CubeSats often ride into space as secondary payloads on conventional satellite launches, or are deployed from the International Space Station, which greatly reduces the cost to get them into orbit.
The cost of launching a CubeSat runs anywhere from around $100,000 to as low as $15,000, a far cry from the tens of millions of dollars needed (at a minimum) to launch a conventional satellite.
What Will MarCO A and B Do?
Being the first-ever of their kind to leave Earth orbit — let alone head out for Mars — you might expect the two MarCO CubeSats to play a key role in the InSIGHT lander’s scientific mission. In fact, they don’t.

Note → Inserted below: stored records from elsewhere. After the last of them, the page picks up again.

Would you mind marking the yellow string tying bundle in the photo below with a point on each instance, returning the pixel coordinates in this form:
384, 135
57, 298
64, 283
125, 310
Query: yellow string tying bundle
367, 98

In the true spirit of the low-cost, low-risk paradigm of the CubeSat clan, the MarCO twins are tagging along with InSIGHT to test a new idea: how CubeSat “tagalongs” with miniaturized communication and navigation gear can be used as real-time communication relays for spacecraft during time-critical maneuvers, like landing on another planet–in this case, Mars.
MarCO will relay InSIGHT’s telemetry to Earth as the lander descends, providing us with second-by-second details of the entry, descent, and landing maneuvers.
During the seven-month trip to Mars, the CubeSats will make course-correction maneuvers with their thrusters to keep up with InSIGHT’s own course changes, as well as test their imaging, communication, and navigational capabilities in preparation for the landing event next November.
InSIGHT will not depend on MarCO for communication with Earth during its main science mission. That vital task will be performed by NASA’s venerable and time-tested Mars Reconnaissance Orbiter.
The InSIGHT Mission
InSIGHT (standing for Interior Exploration using Seismic Investigations, Geodesy and Heat Transport) is on a first-of-its-kind mission of its own. Though set in the physical mold of stationary landers like the Vikings, the ill-fated Beagle 2, and Phoenix, InSIGHT’s scientific goals are very different than its picture-taking, rock-drilling predecessors.
InSIGHT will use a seismometer to monitor “Mars-quakes,” a self-burrowing temperature sensor array to measure underground heat flow, and a radio-wave Doppler experiment to make precise measurements of Mars’ rotational characteristics.
All these instruments together will help provide (dare I say) insight to the interior structure and thermal dynamics of Mars. With this data scientists hope to learn how Mars — and by extension, all four rocky planets, including Earth — originally formed in the earliest times of the solar system.
Not the First “Add-ons”
Smaller “add-on” spacecraft have been sent into space before, but these were mostly probes launched by the main robotic spacecraft to extend a mission’s scientific capability into a world’s atmosphere or onto its surface.
Pioneer Venus dropped probes into Venus’ atmosphere, Galileo into Jupiter’s. Cassini delivered the European Huygens probe to the surface of the enigmatic moon Titan. NASA launched two separate spacecraft, the Lunar Reconnaissance Orbiter and LCROSS, in the same rocket on otherwise separate missions to the moon.
But for the CubeSat generation of tiny hitch-hiking space explorers, the two MarCO spacecraft are earning a place in history by demonstrating that their miniaturized, no-frills technology might be used in very deep space, far from the low-Earth orbit limits of their kin.